After this happened, the girl said that if she had known he was going to hag her, she would have had a bottle ready because of the belief that a spirit will die if it is swung at with one. When the man learned about the bottle, the hagging stopped.

There was the elderly woman who woke up every night for a month. She experienced cold sweats, panic and frenzy, as if she had epileptic seizures. She was treated for epilepsy. The treatment did nothing.

A doctor who had treated people in the community for over twenty years was consulted. He found out that the victim believed that an old lady who was known as a witch was witching her. His advice was for her to urinate in a bottle, cap it and put it under her bed, which she did.

Several days later, the reputed witch went to see the doctor to ask him to have the victim undo the bottle. He told her to remove the curse she had put on the victim. She did. Both of the women were cured.

The reason why the “witch” saw the doctor? She could not urinate.

Supernatural explanations are the oldest ones to be believed by Newfoundlanders. The belief continued into modern times.

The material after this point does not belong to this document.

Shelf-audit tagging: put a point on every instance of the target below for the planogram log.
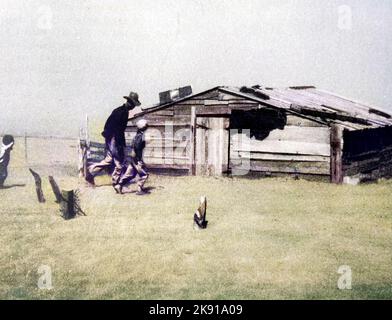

Old Hag Syndrome… Is the cause physical? Entities? Witchcraft? OBEs? Telepathy? Psychiatric? Psychological? Or combination of two or more? Each theory offers its own evidence and beliefs. Until there is more research, I rule nothing out.

Sources: Guiley, Rosemary Ellen, The Encyclopedia of Ghosts and Spirits. ISBN: 0-8160-2846-X., Hufford, David J., The Terror that Comes in the Night. ISBN: 0-8122-1305-X., Lombard, Eric, By Lust Possessed, 1980, New York, Signet. No ISBN.